出合は山岳用語で、川、谷、沢の流れや道が一つに集まる所を意味する。分厚な本の頁を繰る。河床をはう流れ、海岸を洗う千波万波、雪景と枯木など、ハッと息をのむ瞬間の出合が定着している。豊かな造形性、色彩美、端正な構図などと賛辞を呈することはできるが、最大の特色は被写体の選択眼にある。撮影作法を収めたビデオ「風景無限」(日本カメラ社)の中で、前田はこう言う。「泥臭い物を撮っても、キラッとしゃれた感覚で表現すれば、見る人が感じてくれる」。100%目線の高さで撮った作品は清潔な一幅の絵。微塵の妥協もない。その作風は丹溪(設立の会社名)調と呼ばれた。
前田は商社マンを経て、40代半ばでプロ写真家に転身。

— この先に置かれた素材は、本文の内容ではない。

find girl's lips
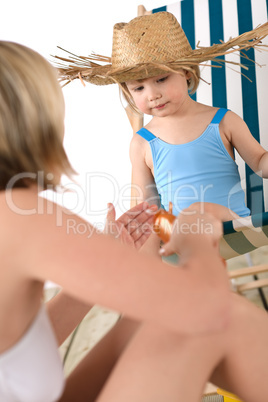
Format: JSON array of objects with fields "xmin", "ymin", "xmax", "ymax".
[{"xmin": 154, "ymin": 103, "xmax": 166, "ymax": 109}]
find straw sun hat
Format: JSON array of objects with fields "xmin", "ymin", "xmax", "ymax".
[{"xmin": 55, "ymin": 11, "xmax": 268, "ymax": 86}]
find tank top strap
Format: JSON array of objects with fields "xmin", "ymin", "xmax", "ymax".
[
  {"xmin": 136, "ymin": 128, "xmax": 157, "ymax": 142},
  {"xmin": 210, "ymin": 108, "xmax": 229, "ymax": 125}
]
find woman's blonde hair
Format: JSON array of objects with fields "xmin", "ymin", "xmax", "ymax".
[
  {"xmin": 0, "ymin": 41, "xmax": 75, "ymax": 191},
  {"xmin": 119, "ymin": 66, "xmax": 200, "ymax": 114}
]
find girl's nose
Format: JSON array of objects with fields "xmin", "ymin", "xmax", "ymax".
[{"xmin": 148, "ymin": 90, "xmax": 162, "ymax": 102}]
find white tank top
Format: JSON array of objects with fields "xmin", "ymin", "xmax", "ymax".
[{"xmin": 0, "ymin": 304, "xmax": 65, "ymax": 401}]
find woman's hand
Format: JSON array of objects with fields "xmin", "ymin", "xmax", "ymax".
[
  {"xmin": 160, "ymin": 211, "xmax": 223, "ymax": 257},
  {"xmin": 104, "ymin": 202, "xmax": 158, "ymax": 249}
]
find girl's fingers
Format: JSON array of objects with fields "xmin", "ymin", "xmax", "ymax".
[
  {"xmin": 131, "ymin": 221, "xmax": 153, "ymax": 244},
  {"xmin": 105, "ymin": 203, "xmax": 157, "ymax": 247},
  {"xmin": 118, "ymin": 203, "xmax": 157, "ymax": 228},
  {"xmin": 133, "ymin": 229, "xmax": 154, "ymax": 249}
]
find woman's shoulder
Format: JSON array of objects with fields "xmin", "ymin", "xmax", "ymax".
[
  {"xmin": 0, "ymin": 186, "xmax": 42, "ymax": 214},
  {"xmin": 0, "ymin": 187, "xmax": 64, "ymax": 232}
]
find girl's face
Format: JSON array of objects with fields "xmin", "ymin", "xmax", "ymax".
[{"xmin": 126, "ymin": 71, "xmax": 190, "ymax": 117}]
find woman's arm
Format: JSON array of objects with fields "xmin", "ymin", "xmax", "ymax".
[
  {"xmin": 8, "ymin": 191, "xmax": 230, "ymax": 335},
  {"xmin": 184, "ymin": 202, "xmax": 240, "ymax": 222},
  {"xmin": 47, "ymin": 200, "xmax": 157, "ymax": 345}
]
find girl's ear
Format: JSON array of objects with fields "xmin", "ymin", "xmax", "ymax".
[{"xmin": 184, "ymin": 70, "xmax": 192, "ymax": 80}]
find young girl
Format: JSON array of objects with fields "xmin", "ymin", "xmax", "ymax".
[
  {"xmin": 56, "ymin": 11, "xmax": 268, "ymax": 224},
  {"xmin": 124, "ymin": 13, "xmax": 268, "ymax": 223}
]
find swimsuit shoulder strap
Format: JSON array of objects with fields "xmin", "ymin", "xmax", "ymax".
[
  {"xmin": 210, "ymin": 108, "xmax": 229, "ymax": 124},
  {"xmin": 136, "ymin": 127, "xmax": 157, "ymax": 142}
]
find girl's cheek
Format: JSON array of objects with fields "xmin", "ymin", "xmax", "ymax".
[{"xmin": 135, "ymin": 99, "xmax": 146, "ymax": 112}]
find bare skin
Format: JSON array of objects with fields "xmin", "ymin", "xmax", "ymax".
[{"xmin": 96, "ymin": 294, "xmax": 268, "ymax": 402}]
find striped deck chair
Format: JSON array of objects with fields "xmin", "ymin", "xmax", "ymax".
[
  {"xmin": 127, "ymin": 0, "xmax": 268, "ymax": 261},
  {"xmin": 125, "ymin": 1, "xmax": 268, "ymax": 308}
]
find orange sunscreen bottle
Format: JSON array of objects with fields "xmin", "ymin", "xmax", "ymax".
[
  {"xmin": 153, "ymin": 202, "xmax": 176, "ymax": 243},
  {"xmin": 153, "ymin": 202, "xmax": 227, "ymax": 268}
]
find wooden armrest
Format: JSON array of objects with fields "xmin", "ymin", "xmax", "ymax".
[{"xmin": 228, "ymin": 264, "xmax": 268, "ymax": 279}]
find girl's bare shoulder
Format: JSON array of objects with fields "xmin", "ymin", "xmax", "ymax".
[{"xmin": 130, "ymin": 132, "xmax": 150, "ymax": 156}]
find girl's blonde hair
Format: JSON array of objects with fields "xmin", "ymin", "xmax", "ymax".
[
  {"xmin": 119, "ymin": 66, "xmax": 200, "ymax": 114},
  {"xmin": 0, "ymin": 41, "xmax": 75, "ymax": 191}
]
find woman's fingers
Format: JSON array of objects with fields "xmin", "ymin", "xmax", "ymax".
[{"xmin": 159, "ymin": 211, "xmax": 223, "ymax": 256}]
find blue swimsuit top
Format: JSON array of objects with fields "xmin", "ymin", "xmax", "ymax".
[{"xmin": 137, "ymin": 108, "xmax": 250, "ymax": 217}]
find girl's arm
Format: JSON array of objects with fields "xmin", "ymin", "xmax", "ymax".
[
  {"xmin": 222, "ymin": 111, "xmax": 268, "ymax": 177},
  {"xmin": 129, "ymin": 134, "xmax": 160, "ymax": 207},
  {"xmin": 130, "ymin": 133, "xmax": 162, "ymax": 256},
  {"xmin": 259, "ymin": 152, "xmax": 268, "ymax": 178},
  {"xmin": 9, "ymin": 192, "xmax": 230, "ymax": 336}
]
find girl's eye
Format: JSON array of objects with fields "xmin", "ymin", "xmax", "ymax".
[
  {"xmin": 134, "ymin": 86, "xmax": 144, "ymax": 92},
  {"xmin": 157, "ymin": 76, "xmax": 168, "ymax": 83}
]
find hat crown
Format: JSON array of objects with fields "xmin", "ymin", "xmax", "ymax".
[{"xmin": 111, "ymin": 12, "xmax": 192, "ymax": 70}]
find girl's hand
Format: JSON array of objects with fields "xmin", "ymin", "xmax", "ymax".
[
  {"xmin": 160, "ymin": 211, "xmax": 223, "ymax": 257},
  {"xmin": 104, "ymin": 202, "xmax": 158, "ymax": 249}
]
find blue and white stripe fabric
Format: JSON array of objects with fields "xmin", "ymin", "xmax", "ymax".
[
  {"xmin": 222, "ymin": 212, "xmax": 268, "ymax": 258},
  {"xmin": 151, "ymin": 0, "xmax": 268, "ymax": 258}
]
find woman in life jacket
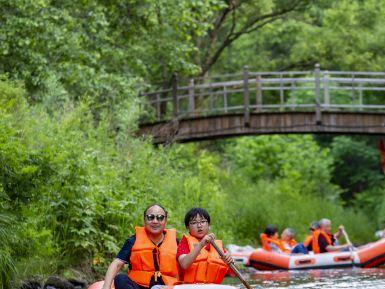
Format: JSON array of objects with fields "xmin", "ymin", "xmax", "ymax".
[
  {"xmin": 177, "ymin": 208, "xmax": 233, "ymax": 284},
  {"xmin": 280, "ymin": 228, "xmax": 297, "ymax": 253},
  {"xmin": 260, "ymin": 225, "xmax": 285, "ymax": 253}
]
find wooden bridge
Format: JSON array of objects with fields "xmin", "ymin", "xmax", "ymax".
[{"xmin": 137, "ymin": 64, "xmax": 385, "ymax": 144}]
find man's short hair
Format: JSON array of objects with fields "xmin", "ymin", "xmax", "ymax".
[
  {"xmin": 319, "ymin": 218, "xmax": 331, "ymax": 226},
  {"xmin": 143, "ymin": 203, "xmax": 168, "ymax": 219}
]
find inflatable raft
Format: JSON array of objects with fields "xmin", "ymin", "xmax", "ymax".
[
  {"xmin": 227, "ymin": 244, "xmax": 255, "ymax": 265},
  {"xmin": 248, "ymin": 238, "xmax": 385, "ymax": 270},
  {"xmin": 88, "ymin": 282, "xmax": 237, "ymax": 289}
]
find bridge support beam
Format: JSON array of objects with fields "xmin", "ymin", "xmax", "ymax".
[{"xmin": 138, "ymin": 112, "xmax": 385, "ymax": 144}]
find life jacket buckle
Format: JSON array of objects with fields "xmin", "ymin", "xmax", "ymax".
[{"xmin": 154, "ymin": 271, "xmax": 162, "ymax": 281}]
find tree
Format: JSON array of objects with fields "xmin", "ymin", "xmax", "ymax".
[
  {"xmin": 330, "ymin": 136, "xmax": 384, "ymax": 202},
  {"xmin": 195, "ymin": 0, "xmax": 312, "ymax": 76},
  {"xmin": 214, "ymin": 0, "xmax": 385, "ymax": 72}
]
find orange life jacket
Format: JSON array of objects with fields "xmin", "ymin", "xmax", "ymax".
[
  {"xmin": 260, "ymin": 233, "xmax": 285, "ymax": 252},
  {"xmin": 127, "ymin": 227, "xmax": 179, "ymax": 287},
  {"xmin": 281, "ymin": 239, "xmax": 297, "ymax": 253},
  {"xmin": 182, "ymin": 234, "xmax": 228, "ymax": 284},
  {"xmin": 303, "ymin": 234, "xmax": 313, "ymax": 248},
  {"xmin": 311, "ymin": 229, "xmax": 333, "ymax": 254}
]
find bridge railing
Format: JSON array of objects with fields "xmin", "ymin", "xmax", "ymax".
[{"xmin": 139, "ymin": 64, "xmax": 385, "ymax": 124}]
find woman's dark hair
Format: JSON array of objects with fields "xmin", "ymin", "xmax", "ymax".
[
  {"xmin": 264, "ymin": 225, "xmax": 278, "ymax": 237},
  {"xmin": 184, "ymin": 207, "xmax": 211, "ymax": 228},
  {"xmin": 143, "ymin": 203, "xmax": 168, "ymax": 219},
  {"xmin": 309, "ymin": 221, "xmax": 320, "ymax": 231}
]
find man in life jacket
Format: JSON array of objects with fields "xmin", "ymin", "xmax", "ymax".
[
  {"xmin": 177, "ymin": 207, "xmax": 233, "ymax": 284},
  {"xmin": 312, "ymin": 218, "xmax": 352, "ymax": 254},
  {"xmin": 260, "ymin": 225, "xmax": 285, "ymax": 253},
  {"xmin": 101, "ymin": 204, "xmax": 179, "ymax": 289}
]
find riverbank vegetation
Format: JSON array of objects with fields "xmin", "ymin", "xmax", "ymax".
[{"xmin": 1, "ymin": 0, "xmax": 385, "ymax": 288}]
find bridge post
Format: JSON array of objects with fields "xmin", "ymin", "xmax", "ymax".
[
  {"xmin": 188, "ymin": 79, "xmax": 195, "ymax": 116},
  {"xmin": 256, "ymin": 74, "xmax": 262, "ymax": 112},
  {"xmin": 314, "ymin": 63, "xmax": 322, "ymax": 125},
  {"xmin": 359, "ymin": 85, "xmax": 363, "ymax": 111},
  {"xmin": 323, "ymin": 70, "xmax": 330, "ymax": 109},
  {"xmin": 243, "ymin": 66, "xmax": 250, "ymax": 127},
  {"xmin": 172, "ymin": 73, "xmax": 178, "ymax": 119}
]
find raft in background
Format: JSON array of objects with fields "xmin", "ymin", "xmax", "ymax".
[
  {"xmin": 227, "ymin": 244, "xmax": 255, "ymax": 265},
  {"xmin": 246, "ymin": 238, "xmax": 385, "ymax": 270},
  {"xmin": 87, "ymin": 281, "xmax": 238, "ymax": 289}
]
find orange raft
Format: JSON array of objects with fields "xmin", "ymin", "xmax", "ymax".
[
  {"xmin": 248, "ymin": 239, "xmax": 385, "ymax": 270},
  {"xmin": 88, "ymin": 282, "xmax": 237, "ymax": 289}
]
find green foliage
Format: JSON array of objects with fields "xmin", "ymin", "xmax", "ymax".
[
  {"xmin": 330, "ymin": 136, "xmax": 384, "ymax": 201},
  {"xmin": 2, "ymin": 79, "xmax": 375, "ymax": 283},
  {"xmin": 220, "ymin": 135, "xmax": 374, "ymax": 244},
  {"xmin": 0, "ymin": 210, "xmax": 17, "ymax": 289},
  {"xmin": 0, "ymin": 79, "xmax": 238, "ymax": 282},
  {"xmin": 224, "ymin": 135, "xmax": 340, "ymax": 200},
  {"xmin": 1, "ymin": 0, "xmax": 385, "ymax": 286},
  {"xmin": 354, "ymin": 186, "xmax": 385, "ymax": 228},
  {"xmin": 215, "ymin": 0, "xmax": 385, "ymax": 72},
  {"xmin": 223, "ymin": 178, "xmax": 374, "ymax": 245}
]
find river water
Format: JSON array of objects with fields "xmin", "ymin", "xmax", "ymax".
[{"xmin": 226, "ymin": 268, "xmax": 385, "ymax": 288}]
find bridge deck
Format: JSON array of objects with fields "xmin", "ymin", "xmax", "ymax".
[
  {"xmin": 137, "ymin": 65, "xmax": 385, "ymax": 144},
  {"xmin": 138, "ymin": 111, "xmax": 385, "ymax": 144}
]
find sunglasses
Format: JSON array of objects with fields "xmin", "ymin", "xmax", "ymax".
[{"xmin": 146, "ymin": 214, "xmax": 166, "ymax": 222}]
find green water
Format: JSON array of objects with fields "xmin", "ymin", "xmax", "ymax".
[{"xmin": 226, "ymin": 268, "xmax": 385, "ymax": 288}]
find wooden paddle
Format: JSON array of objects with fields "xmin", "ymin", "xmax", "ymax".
[
  {"xmin": 210, "ymin": 240, "xmax": 253, "ymax": 289},
  {"xmin": 342, "ymin": 229, "xmax": 353, "ymax": 247},
  {"xmin": 342, "ymin": 229, "xmax": 355, "ymax": 266}
]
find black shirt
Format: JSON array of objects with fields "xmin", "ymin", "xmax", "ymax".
[
  {"xmin": 116, "ymin": 235, "xmax": 136, "ymax": 267},
  {"xmin": 318, "ymin": 233, "xmax": 336, "ymax": 253}
]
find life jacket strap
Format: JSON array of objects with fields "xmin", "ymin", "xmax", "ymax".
[{"xmin": 154, "ymin": 271, "xmax": 162, "ymax": 282}]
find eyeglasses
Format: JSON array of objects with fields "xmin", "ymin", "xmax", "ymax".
[
  {"xmin": 189, "ymin": 220, "xmax": 208, "ymax": 226},
  {"xmin": 146, "ymin": 214, "xmax": 166, "ymax": 222}
]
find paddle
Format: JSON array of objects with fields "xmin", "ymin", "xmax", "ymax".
[
  {"xmin": 210, "ymin": 240, "xmax": 253, "ymax": 289},
  {"xmin": 342, "ymin": 229, "xmax": 353, "ymax": 247},
  {"xmin": 342, "ymin": 228, "xmax": 355, "ymax": 266}
]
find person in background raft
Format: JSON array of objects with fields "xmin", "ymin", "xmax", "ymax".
[
  {"xmin": 260, "ymin": 225, "xmax": 285, "ymax": 253},
  {"xmin": 280, "ymin": 228, "xmax": 297, "ymax": 253},
  {"xmin": 177, "ymin": 207, "xmax": 233, "ymax": 284},
  {"xmin": 101, "ymin": 204, "xmax": 179, "ymax": 289},
  {"xmin": 312, "ymin": 218, "xmax": 353, "ymax": 254},
  {"xmin": 291, "ymin": 221, "xmax": 320, "ymax": 254}
]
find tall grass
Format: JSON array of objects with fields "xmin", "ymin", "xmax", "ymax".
[{"xmin": 0, "ymin": 213, "xmax": 17, "ymax": 289}]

以後約30年にわたり、日本全国を東奔西走、南船北馬し、数多の写真集を出版した。とりわけ北海道・美瑛の丘の作品群は全く新しい日本の美を世間に知らしめ、美瑛ブームの火付け役になった。「出合―」は時代の先を行き過ぎたのか、商業的には成功しなかったが、6年後の大ヒット作「一木一草」(グラフィック社)の原型となった。遅咲きの大輪は風景写真ジャンルに鮮烈な足跡を残し、98年に76歳で散った。
父の撮影に中学時代から同行し、「被写体の見つけ方を体で教わった」と言う長男・晃も同じ道を歩んでいる。没後10年の今年、富士フォトサロン東京の親子2人展(7月11~17日)を皮切りに、追悼企画が展開される。(文化部 安原 直樹)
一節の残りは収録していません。